Clive Wolfendale performed the song at the inaugural meeting of the North Wales Black Police Association (NWBPA).
It included lines like "Bein' in the dibble is no cakewalk when you're black. If you don't get fitted, then you'll prob'ly get the sack."
Mr Wolfendale began an address to more than 100 people with his rap at the first meeting of the (NWBPA) at the force's headquarters last month.
CRE Chairman Trevor Phillips referred to the unconventional performance during a speech to black civil servants in London on Monday. He spoke about the dangers of liberal Britain and "misguided" policies on ethnic minorities that were inherently racist.
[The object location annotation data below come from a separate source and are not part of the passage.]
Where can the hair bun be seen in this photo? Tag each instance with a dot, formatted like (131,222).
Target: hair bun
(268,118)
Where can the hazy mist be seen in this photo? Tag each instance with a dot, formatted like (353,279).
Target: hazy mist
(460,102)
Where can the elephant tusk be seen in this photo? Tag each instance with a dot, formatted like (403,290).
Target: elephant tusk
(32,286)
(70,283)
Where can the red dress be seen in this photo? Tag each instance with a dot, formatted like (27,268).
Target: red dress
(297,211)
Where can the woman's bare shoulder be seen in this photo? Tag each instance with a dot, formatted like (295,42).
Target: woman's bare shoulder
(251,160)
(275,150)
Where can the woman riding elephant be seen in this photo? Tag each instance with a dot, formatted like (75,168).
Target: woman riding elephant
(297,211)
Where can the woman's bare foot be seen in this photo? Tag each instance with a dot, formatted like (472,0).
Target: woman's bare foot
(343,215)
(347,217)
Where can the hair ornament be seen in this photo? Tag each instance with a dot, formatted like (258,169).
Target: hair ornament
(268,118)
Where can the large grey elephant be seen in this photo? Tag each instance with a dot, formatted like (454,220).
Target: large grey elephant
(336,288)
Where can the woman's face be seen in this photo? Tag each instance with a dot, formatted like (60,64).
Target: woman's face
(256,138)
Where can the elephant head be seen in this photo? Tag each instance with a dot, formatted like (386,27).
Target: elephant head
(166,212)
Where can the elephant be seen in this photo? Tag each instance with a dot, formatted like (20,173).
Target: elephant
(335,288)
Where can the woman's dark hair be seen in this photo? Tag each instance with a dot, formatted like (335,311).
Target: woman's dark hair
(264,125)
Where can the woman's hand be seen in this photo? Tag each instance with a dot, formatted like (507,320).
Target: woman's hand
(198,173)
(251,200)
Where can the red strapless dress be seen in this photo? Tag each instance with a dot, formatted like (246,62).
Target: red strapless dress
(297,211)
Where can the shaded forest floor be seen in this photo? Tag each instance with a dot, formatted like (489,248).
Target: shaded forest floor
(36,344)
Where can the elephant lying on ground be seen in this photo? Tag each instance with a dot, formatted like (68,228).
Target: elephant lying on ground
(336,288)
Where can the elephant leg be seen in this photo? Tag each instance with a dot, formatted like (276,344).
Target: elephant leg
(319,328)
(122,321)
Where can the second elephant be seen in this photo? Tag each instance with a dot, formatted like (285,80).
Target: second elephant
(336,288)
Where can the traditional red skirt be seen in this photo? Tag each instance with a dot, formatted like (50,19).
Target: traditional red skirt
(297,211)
"I mean, for example, the deputy chief constable of a police force going to the inaugural meeting of his force's black police association and, despite the fact that most of the members of the BPA are British-born or British-raised, and many of them of South Asian origin, addressing them in rap.
Rob Pulling filmed wearing a Ku Klux Klan-style hood
"Presumably this was an attempt to get down with their supposed culture'. How wrong. How patronising...
"Can we imagine Sir John Stevens (the Metropolitan Police Commissioner) turning up to address the London Police Federation and starting off with a rousing chorus of "Maybe It's Because I'm A Londoner" before discussing his policing strategy in Cockney rhyming slang?"
The National Black Police Association said Mr Wolfendale had been advised not to go ahead with his rap performance but he refused to listen.
"I think the view was that it would not to be a clever thing for a deputy chief constable to partake in. As far as I understand the majority of officers that were present were offended by it," said spokesman Clive Morris.
Mr Wolfendale's 11-verse rap was intended to be ironic and he responded to his critics by saying: "Without wishing to sound patronising, I think Mr Phillips has missed the point."
In the rap, he made reference to the BBC's undercover documentary The Secret Policeman which exposed racism at a police training college.
He rapped: "The Beeb Man stuffed us with the Secret Policeman. It's no good moanin' cos' he found the Ku Klux Klan. Job ain't what it used to be; it's full of blacks and gays. It was just us white homies in the really good ole' days."
During the secretly-filmed documentary, Rhyl-based Pc Rob Pulling could be seen wearing a Ku Klux Klan-style hood and talking about killing an Asian man.
Pc Rob Pulling resigned soon after and a second North Wales officer featured in the film, Pc Keith Cheshire from Wrexham, left the force this month before facing a disciplinary hearing.
Shortly after the NWBPA was set up as part of action by the force to eliminate racism from its ranks.
And, it seems at least the NWBPA spoke up in Mr Wolfendale's defence.
Chairman Roger Benedict said: "We fully support the Commission for Racial Equality and all that it stands for. However, our association finds Mr Trevor Phillips' comments about 'misguided pandering to ethnic minorities' somewhat confusing.
"The deputy chief constable of North Wales Police had the full support all our executive members to present the feature in the form of a rap.
"This, our association viewed as breaking barriers whilst delivering a strong, positive message to our community and potential recruits."